Friday, September 22, 2006
Isata Kamara never imagined herself as a gold miner in Koidu, Sierra Leone’s diamondiferous eastern province. Before the civil war erupted in 1991, the tall, elegant 60-year-old tended fields to support herself and her family.

“After the war it became too difficult to farm; much of the land had been mined out by these diamond diggers. I couldn’t get enough money from farming so my children taught me how to pan for this gold,” Kamara said, shyly pointing to a large pile of glistening gold flakes.

Women make up 90 percent of Sierra Leone’s small-scale alluvial gold prospectors, sources familiar with the mining sector say. Discrimination and lack of skills – less than 25 percent of Sierra Leonean women over the age of 15 are literate – prevent many women from entering the official workforce. They have a better chance of earning money as informal traders or as alluvial gold miners.

Spurred on by the need to provide for their families, the women doggedly pan the tailings of the diamond gravel with their kitchen calabashes and shovels. Whilst the men around them search endlessly for the winning diamonds that may transform their lives, the women miners always get money at the end of the day.

“It’s fine work,” says Kamara. “We pan for gold most days – there’s a lot of gold. We never go to bed hungry but people doing the diamond work often do as they don’t find anything.”

Unaware of international gold prices

Unlike diamonds, however, there is no official gold market in Sierra Leone. Ignorant of current high international gold prices, the women sell their gold either to the local chief or to Lebanese dealers. They have no say in the price. Under Sierra Leonean customary law, women’s status is equal to that of a minor.

But, if local geologists are correct, the women miners have stumbled on a potentially huge untapped resource, which could, if marketed and planned efficiently, provide them with a reliable source of income and financial independence.

“This gold could be a great way to empower the women of Sierra Leone,” said Sia Tongo, president of Kono’s 5050 Group, an organisation working for womens’ rights in the country.

“At the moment the people buying their gold are cheating them and they are being undersold,” she said. “But if they could form cooperatives, and if the gold industry is made more official, this could really increase their livelihoods and in the long run provide more revenue for the chiefdoms and districts.”

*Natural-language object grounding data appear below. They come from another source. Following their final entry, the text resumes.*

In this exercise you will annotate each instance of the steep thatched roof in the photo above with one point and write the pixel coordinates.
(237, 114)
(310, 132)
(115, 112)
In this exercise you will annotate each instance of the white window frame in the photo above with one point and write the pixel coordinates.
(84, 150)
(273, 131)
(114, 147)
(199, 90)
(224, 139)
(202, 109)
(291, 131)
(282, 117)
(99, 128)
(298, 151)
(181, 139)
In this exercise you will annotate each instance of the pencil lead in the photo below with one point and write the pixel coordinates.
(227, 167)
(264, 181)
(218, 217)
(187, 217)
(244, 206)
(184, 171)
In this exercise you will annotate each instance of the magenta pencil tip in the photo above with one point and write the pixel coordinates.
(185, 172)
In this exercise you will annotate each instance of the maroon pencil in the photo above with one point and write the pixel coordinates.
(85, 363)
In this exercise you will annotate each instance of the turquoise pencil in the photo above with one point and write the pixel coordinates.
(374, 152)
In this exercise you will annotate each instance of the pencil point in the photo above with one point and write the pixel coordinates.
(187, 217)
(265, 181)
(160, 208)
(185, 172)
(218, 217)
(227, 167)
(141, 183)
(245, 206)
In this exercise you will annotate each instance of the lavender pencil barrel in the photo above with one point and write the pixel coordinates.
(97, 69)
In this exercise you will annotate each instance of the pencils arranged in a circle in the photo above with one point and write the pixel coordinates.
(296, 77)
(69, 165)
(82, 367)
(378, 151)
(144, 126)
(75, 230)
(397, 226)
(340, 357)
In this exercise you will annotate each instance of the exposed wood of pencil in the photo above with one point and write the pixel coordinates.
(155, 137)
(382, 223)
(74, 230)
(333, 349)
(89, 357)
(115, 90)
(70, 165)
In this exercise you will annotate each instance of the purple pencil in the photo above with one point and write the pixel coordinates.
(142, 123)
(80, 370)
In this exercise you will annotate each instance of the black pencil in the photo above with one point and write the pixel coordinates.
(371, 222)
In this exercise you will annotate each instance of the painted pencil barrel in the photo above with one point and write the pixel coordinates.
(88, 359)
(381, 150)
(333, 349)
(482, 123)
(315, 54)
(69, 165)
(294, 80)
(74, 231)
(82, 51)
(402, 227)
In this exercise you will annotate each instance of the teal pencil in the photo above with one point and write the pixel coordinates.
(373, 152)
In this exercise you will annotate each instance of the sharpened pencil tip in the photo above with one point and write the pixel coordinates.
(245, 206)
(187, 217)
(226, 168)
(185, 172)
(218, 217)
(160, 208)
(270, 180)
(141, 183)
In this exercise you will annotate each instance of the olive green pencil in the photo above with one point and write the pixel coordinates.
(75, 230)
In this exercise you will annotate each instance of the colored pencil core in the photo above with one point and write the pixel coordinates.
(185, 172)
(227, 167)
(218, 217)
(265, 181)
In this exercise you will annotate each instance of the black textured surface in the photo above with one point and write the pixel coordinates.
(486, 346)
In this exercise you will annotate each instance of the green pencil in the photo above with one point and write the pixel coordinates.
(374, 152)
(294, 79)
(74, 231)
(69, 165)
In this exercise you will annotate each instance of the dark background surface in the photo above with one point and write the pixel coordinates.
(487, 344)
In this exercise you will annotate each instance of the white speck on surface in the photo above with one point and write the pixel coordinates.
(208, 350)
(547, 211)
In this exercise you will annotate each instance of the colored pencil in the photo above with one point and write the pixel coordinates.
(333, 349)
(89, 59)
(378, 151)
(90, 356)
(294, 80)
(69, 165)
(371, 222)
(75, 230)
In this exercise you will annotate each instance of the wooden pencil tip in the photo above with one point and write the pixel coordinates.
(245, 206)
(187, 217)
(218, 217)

Government must regulate gold

The government however, is reticent to regulate gold. Despite gold being found in the north, east and south of the country, officials cannot provide any gold production or export figures.

Mineral sector observers say a lack of infrastructure after the 10-year civil war is just one factor hindering the regulation of gold. But they also point to high levels of corruption and a lack of political will to stop widespread smuggling into neighbouring Guinea and Liberia.

“Gold is being smuggled into Guinea,” said Alimany Wurie, director of Mines. “A lot of people don’t appreciate that when they get gold it should come through official channels – instead they prefer to take it out to sell and buy goods but we are trying to tackle the problem.”

Mineral experts say a properly set up gold trading operation with a public information campaign, as well as buying and selling offices, would allow people to see how gold could benefit themselves and the country.

It would also mean the beginning of financial independence for the many women of Sierra Leone.

“There is huge potential for women if gold is formalised,” said Tongo. “Things would improve for the women, for their children and for the communities as a whole.”